On June 18th, 2014, J.L. was pulled over by Holtzclaw after leaving a friend’s house at 2 am. She testified in a hearing that the accused ordered her to the backseat of his patrol car, then had her lift her shirt and bra, exposing her breasts to ensure she had nothing hidden on her person. J.L. reported that Holtzclaw eventually exposed his penis and forced it into her mouth, as she begged “Please don’t do this...you’re not supposed to do this.” Once he let her go, J.L. drove to her daughter’s house, then reported the assault to the local police department. Her story led to the uncovering of a multitude of similar reports, and Holtzclaw was arrested in August 2014. He was released on bail, kept under house arrest, then violated those terms twice, landing back in jail.
Holtzclaw isn’t the only person on trial in this case. Also under examination are those who believe, consciously or otherwise, that black women are not deserving of victimhood; who fail to see how this case reflects the broadening scope of police brutality; and who march against the attacks on some but are absent in solidarity for others.
Nothing about any of Holtzclaw’s victims warranted their abuse. The same paradigms that use questionable Facebook photos and criminal histories to convince us that black male victims “had it coming” are at work in this case, painting Holtzclaw’s egregious abuse of power as permissible because his victims are “worthless.”
Stereotypes of black women’s hypersexualization overlaid with the triad of classism, racism, and misogyny led to not only Holtzclaw’s ability to assault his victims but also enabled the general public in its lack of outrage for his act. The most basic tenet of rape culture also plays into this, encouraging us to find a way to blame victims for their assaults without addressing the culpability of their abuser.
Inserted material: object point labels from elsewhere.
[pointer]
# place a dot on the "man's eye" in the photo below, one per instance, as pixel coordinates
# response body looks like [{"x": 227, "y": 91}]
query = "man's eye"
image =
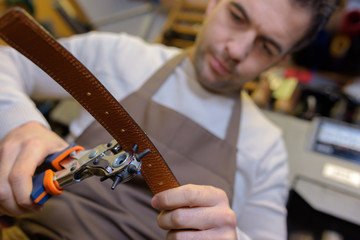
[{"x": 236, "y": 17}]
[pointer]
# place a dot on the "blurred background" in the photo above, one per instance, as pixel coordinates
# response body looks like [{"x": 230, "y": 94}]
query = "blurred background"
[{"x": 314, "y": 97}]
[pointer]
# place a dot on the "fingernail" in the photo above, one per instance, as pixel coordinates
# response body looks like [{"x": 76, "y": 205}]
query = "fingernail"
[{"x": 155, "y": 202}]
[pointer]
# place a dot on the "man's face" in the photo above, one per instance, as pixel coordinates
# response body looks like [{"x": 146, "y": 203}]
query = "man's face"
[{"x": 242, "y": 38}]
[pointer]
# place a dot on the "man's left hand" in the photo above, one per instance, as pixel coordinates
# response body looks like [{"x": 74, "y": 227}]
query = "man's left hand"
[{"x": 195, "y": 212}]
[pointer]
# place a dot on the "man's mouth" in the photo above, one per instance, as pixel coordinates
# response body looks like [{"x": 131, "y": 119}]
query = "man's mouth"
[{"x": 218, "y": 66}]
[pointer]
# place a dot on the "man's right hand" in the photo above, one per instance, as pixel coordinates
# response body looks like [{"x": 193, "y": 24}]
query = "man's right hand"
[{"x": 21, "y": 151}]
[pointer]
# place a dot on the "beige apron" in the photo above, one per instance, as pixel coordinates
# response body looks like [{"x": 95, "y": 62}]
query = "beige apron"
[{"x": 91, "y": 210}]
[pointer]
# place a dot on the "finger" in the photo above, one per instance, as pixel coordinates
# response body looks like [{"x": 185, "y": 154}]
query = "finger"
[
  {"x": 21, "y": 175},
  {"x": 199, "y": 218},
  {"x": 223, "y": 234},
  {"x": 189, "y": 196}
]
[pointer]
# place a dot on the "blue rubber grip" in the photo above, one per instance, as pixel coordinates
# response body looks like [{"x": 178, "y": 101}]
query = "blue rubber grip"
[{"x": 39, "y": 195}]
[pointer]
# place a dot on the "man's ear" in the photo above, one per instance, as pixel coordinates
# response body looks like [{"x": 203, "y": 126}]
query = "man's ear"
[{"x": 211, "y": 5}]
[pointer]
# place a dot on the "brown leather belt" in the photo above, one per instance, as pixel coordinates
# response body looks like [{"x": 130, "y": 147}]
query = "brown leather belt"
[{"x": 23, "y": 33}]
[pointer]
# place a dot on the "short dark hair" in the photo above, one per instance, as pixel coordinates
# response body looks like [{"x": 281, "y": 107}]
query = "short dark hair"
[{"x": 321, "y": 10}]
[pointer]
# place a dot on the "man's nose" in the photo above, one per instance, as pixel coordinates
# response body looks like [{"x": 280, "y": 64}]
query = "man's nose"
[{"x": 241, "y": 44}]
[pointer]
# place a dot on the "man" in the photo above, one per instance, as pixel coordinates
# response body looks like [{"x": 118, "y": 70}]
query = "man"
[{"x": 233, "y": 174}]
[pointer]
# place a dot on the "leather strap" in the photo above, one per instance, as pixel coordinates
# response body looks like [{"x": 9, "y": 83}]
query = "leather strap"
[{"x": 23, "y": 33}]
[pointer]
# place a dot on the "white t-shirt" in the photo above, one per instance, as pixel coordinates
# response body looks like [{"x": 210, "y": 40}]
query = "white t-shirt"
[{"x": 123, "y": 63}]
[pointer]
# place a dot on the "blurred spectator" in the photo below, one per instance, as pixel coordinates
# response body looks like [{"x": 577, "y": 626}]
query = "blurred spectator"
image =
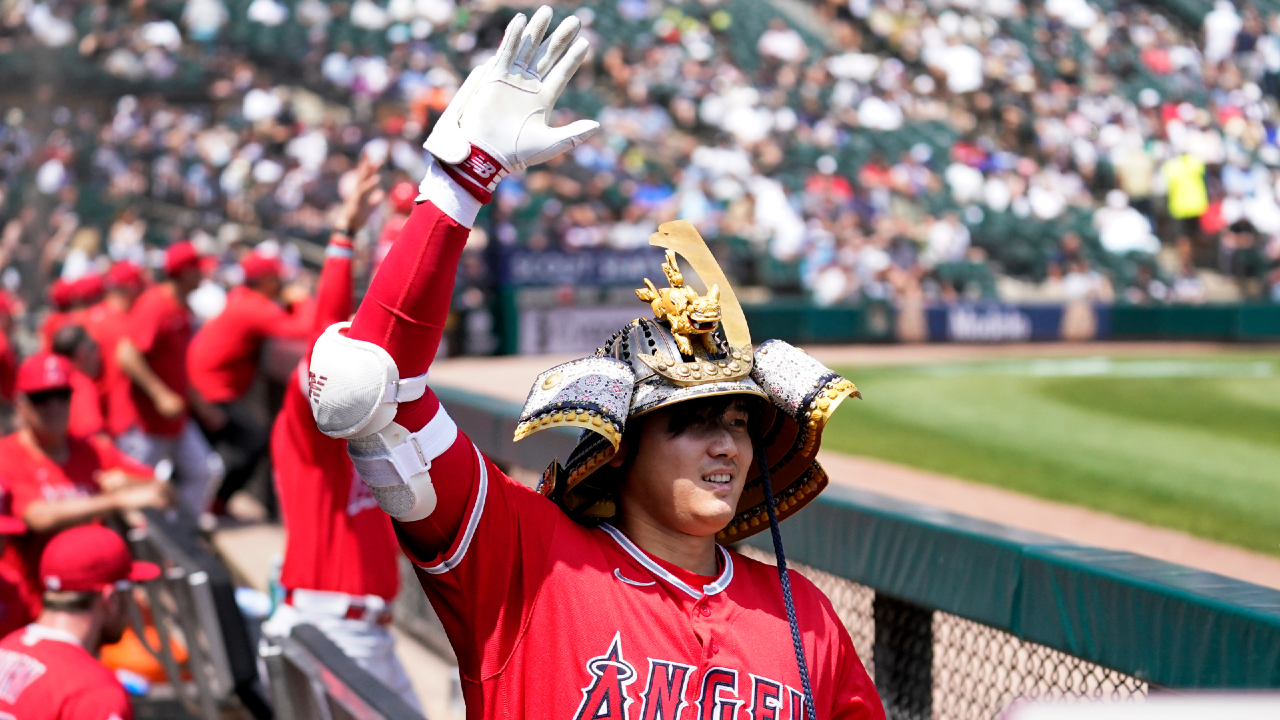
[
  {"x": 49, "y": 668},
  {"x": 1123, "y": 229}
]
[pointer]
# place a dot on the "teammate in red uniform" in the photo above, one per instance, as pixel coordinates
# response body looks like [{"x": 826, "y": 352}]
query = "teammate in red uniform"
[
  {"x": 223, "y": 363},
  {"x": 106, "y": 323},
  {"x": 152, "y": 355},
  {"x": 339, "y": 569},
  {"x": 74, "y": 343},
  {"x": 59, "y": 309},
  {"x": 606, "y": 595},
  {"x": 8, "y": 352},
  {"x": 56, "y": 481},
  {"x": 16, "y": 610},
  {"x": 48, "y": 669}
]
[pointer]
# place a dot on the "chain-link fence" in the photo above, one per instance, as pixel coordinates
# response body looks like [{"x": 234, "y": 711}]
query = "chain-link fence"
[{"x": 928, "y": 664}]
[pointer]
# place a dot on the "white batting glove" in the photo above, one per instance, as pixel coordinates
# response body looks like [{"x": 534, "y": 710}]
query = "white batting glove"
[{"x": 497, "y": 122}]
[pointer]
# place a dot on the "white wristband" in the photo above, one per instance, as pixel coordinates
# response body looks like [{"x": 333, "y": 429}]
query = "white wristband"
[{"x": 446, "y": 194}]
When we think of “police brutality,” a very specific image generally comes to mind. White officer killing a black boy or man - we have countless stories, video evidence, and acquitted officer testimonials to support this. However, when we decide to fight brutality and abuses of power at the hands of the police, we must be aware that it includes a far bigger range of victim and method than this. Black girls and women have also been killed, people have been unfairly targeted, left disabled after physical assault, and in this case, raped and sexually assaulted. The media has a saying: “If it bleeds, it leads” - and that hierarchy of attention trickles down into the ways that this case has - or hasn’t - been highlighted and covered.
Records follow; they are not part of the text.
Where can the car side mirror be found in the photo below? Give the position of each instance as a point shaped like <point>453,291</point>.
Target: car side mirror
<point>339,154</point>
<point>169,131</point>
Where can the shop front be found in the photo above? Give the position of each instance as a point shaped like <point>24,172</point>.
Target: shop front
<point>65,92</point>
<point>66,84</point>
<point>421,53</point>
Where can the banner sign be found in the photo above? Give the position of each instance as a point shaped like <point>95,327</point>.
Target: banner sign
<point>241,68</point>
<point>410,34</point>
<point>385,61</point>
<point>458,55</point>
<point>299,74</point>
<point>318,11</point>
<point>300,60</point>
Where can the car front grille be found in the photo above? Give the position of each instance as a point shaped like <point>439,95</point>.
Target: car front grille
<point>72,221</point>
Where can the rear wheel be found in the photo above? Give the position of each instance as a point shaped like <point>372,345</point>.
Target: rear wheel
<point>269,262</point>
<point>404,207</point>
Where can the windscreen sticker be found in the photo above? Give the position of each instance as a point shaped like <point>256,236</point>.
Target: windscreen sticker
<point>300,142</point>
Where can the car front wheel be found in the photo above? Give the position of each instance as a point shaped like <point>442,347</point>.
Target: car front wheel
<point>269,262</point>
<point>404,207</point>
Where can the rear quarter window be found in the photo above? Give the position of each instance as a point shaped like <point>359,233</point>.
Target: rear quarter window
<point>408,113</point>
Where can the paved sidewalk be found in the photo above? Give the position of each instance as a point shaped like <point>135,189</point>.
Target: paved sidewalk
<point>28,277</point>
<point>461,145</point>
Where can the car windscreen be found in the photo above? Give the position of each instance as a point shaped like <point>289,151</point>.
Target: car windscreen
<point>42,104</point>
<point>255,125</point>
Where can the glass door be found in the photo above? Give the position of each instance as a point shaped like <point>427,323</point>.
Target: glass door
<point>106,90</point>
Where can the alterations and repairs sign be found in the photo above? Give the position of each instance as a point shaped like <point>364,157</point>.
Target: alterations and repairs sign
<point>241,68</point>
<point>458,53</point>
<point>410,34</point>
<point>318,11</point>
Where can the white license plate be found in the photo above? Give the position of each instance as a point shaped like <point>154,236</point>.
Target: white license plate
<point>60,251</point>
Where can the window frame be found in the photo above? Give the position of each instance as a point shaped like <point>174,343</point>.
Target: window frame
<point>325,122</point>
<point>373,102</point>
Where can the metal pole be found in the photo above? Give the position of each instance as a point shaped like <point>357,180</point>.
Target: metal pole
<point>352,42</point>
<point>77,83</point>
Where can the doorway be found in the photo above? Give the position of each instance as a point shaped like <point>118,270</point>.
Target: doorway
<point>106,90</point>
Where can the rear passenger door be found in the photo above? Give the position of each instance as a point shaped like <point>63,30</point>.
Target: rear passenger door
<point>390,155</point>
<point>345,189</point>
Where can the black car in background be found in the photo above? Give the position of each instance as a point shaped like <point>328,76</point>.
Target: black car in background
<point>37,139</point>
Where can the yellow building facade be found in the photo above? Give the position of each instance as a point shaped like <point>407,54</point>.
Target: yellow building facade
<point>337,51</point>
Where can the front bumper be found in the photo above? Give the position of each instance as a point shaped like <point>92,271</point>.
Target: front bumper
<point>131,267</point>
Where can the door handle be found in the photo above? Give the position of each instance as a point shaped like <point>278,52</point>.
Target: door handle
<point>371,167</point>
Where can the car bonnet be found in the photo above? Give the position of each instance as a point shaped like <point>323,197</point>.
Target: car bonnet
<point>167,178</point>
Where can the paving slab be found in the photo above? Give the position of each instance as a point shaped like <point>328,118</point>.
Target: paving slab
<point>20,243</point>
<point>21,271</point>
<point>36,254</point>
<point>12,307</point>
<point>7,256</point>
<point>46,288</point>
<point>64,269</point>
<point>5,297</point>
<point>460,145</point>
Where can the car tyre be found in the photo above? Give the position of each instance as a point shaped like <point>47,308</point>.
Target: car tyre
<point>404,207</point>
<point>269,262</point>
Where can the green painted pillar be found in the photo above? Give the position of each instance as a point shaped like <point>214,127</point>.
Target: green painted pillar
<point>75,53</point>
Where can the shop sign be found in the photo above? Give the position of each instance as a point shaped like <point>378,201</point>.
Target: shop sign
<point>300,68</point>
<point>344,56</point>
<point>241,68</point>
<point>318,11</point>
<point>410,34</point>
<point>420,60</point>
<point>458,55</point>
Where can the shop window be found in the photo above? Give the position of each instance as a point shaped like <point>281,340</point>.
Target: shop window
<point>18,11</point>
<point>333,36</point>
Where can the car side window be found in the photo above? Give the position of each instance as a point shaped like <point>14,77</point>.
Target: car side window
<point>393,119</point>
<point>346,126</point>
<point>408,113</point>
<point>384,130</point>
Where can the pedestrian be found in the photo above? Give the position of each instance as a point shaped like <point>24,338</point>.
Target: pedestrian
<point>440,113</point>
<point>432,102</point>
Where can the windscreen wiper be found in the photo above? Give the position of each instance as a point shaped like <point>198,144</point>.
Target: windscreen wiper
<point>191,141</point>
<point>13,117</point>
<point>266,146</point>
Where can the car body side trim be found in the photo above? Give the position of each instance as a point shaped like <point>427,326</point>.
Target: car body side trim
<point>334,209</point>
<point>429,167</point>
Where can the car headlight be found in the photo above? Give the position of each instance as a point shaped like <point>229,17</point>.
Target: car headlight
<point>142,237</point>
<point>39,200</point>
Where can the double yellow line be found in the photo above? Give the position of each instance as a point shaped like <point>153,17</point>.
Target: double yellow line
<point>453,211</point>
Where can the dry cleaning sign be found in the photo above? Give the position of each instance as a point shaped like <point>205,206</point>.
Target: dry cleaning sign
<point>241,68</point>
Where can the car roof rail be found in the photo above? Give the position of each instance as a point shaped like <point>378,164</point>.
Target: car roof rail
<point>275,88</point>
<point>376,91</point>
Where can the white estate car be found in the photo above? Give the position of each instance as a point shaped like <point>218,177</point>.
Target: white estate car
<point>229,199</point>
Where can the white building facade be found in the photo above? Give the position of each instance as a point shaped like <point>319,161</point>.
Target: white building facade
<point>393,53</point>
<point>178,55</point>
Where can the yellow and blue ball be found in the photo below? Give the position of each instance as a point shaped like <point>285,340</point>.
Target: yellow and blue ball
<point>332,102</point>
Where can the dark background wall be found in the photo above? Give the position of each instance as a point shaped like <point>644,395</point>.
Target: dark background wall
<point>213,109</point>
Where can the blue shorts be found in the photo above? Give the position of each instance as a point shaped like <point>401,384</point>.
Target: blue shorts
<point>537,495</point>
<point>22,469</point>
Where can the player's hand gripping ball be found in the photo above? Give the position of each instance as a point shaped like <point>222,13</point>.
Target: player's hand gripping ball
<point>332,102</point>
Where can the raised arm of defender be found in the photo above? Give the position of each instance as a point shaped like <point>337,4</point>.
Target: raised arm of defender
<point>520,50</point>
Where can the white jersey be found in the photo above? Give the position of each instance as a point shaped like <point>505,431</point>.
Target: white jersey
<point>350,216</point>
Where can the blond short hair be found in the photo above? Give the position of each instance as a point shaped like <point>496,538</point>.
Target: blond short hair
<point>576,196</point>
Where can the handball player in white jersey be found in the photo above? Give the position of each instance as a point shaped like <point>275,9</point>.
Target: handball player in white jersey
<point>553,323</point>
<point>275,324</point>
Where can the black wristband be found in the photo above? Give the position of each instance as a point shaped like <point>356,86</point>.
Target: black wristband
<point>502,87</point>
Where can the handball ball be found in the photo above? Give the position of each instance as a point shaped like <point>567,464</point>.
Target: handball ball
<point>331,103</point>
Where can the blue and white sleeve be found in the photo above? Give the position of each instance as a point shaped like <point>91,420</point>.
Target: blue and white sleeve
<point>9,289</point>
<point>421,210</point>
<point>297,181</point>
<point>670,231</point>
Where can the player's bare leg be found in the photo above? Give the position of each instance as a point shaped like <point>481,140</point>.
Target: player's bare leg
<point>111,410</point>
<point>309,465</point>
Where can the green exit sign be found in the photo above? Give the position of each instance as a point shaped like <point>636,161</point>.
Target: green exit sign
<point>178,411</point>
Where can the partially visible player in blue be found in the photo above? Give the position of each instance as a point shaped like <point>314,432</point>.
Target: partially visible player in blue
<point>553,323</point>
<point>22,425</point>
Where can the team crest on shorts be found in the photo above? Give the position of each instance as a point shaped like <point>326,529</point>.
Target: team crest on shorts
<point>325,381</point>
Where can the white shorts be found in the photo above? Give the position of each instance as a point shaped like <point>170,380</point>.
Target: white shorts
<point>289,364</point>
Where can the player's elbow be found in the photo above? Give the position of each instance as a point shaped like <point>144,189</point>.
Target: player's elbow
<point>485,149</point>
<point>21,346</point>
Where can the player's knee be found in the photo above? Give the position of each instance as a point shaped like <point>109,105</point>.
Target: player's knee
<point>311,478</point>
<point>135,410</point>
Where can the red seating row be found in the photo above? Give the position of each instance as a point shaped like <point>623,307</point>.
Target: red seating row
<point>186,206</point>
As Kirsten West Savali surmised, if Holtzclaw’s victims were white, middle-class women and girls, the public would be well-aware of Holtzclaw’s name, and its response would have been entirely different. Contrary to popular belief, people have been talking about the Holtzclaw case. However, those people are generally the ones who look like his alleged victims. The waves of widespread social media debate and outrage that we’ve seen with other atrocities haven’t yet hit the shore, and until recently, major media outlets seemed oblivious to the case. The trial is now underway, but still - the outcry of voices meeting those of the black women already speaking out is missing.
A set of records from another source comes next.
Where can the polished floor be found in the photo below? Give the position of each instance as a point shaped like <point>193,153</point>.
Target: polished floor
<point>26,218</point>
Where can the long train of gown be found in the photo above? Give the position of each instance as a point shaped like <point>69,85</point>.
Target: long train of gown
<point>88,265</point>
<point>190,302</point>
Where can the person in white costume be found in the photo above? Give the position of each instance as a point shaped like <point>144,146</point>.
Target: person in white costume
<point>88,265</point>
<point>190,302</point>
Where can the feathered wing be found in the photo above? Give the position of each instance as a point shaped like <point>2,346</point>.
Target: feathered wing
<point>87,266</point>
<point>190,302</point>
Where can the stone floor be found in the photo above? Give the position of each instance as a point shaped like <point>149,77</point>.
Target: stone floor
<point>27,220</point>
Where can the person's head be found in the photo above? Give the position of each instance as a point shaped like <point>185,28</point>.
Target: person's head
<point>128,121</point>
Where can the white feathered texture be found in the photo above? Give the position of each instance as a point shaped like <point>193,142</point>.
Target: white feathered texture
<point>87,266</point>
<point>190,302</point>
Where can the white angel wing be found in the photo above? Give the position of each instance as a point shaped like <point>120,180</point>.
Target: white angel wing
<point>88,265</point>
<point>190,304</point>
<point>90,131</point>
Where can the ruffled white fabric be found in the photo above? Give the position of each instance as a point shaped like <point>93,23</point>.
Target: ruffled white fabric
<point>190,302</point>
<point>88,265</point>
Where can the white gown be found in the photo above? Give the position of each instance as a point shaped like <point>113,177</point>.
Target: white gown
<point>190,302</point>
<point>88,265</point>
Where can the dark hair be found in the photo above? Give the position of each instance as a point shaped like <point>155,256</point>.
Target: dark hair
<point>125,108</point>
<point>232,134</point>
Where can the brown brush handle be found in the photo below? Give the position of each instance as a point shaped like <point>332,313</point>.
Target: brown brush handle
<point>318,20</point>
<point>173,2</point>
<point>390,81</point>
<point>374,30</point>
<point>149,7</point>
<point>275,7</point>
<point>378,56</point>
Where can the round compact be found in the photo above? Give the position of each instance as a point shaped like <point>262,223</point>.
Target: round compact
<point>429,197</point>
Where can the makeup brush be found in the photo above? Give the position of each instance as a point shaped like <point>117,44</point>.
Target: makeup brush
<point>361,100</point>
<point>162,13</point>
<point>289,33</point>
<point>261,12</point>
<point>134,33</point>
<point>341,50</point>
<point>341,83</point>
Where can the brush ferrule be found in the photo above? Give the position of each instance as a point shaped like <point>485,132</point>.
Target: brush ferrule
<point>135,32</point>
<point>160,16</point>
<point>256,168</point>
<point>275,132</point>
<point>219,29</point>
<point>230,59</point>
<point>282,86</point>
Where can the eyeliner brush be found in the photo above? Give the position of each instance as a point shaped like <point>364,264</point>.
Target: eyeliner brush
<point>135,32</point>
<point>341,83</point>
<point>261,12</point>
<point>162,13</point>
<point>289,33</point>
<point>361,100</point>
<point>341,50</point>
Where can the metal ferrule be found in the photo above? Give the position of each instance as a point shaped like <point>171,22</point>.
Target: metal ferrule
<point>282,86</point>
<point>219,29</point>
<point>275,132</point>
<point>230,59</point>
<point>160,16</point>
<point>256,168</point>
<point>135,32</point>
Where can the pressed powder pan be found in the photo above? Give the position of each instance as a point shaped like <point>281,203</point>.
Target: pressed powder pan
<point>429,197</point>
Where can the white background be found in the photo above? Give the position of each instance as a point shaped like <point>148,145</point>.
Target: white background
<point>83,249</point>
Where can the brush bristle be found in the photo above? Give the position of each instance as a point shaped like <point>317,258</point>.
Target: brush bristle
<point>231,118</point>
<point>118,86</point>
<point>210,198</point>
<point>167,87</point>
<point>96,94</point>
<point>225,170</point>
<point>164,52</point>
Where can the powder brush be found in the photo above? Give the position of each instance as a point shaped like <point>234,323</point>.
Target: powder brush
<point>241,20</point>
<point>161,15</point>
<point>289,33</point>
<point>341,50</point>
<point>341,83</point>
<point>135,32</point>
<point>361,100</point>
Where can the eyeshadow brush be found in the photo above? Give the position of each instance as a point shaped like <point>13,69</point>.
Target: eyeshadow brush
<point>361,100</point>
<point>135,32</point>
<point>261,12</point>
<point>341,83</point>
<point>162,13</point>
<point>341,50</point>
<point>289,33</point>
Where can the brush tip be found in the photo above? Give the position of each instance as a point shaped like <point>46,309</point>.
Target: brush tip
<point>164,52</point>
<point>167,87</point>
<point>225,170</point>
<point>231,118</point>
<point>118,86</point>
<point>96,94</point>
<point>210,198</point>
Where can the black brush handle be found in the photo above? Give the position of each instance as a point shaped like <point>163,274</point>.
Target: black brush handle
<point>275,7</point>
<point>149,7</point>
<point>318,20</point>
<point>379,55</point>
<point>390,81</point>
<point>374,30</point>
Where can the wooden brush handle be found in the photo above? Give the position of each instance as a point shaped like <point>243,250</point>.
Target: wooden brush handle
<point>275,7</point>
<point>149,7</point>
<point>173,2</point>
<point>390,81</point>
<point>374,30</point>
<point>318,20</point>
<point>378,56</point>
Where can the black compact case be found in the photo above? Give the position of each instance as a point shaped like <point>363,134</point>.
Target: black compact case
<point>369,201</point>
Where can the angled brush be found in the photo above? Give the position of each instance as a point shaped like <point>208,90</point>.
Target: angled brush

Many black men accuse black women of fragmenting the fight against police brutality by highlighting their specific victimhood. Non-black allies who hashtag black male victims’ names until their fingers go numb and white feminists who feign allegiance to intersectionality are largely silent. Black women are often expected to fight for either their race or their gender, and when a black woman is the victim, it’s telling to see who - in those racial and gendered groups - join the battle alongside her.
Will conversations about the Holtzclaw case change as the trial progresses? Will a jury of white men and women be able to cast aside their class/race/gender biases and fairly deliberate on the charges levelled against Holtzclaw? Will this case and the discussion about it engender a change in those who are unable to recognize the humanity in black women, especially those most vulnerable?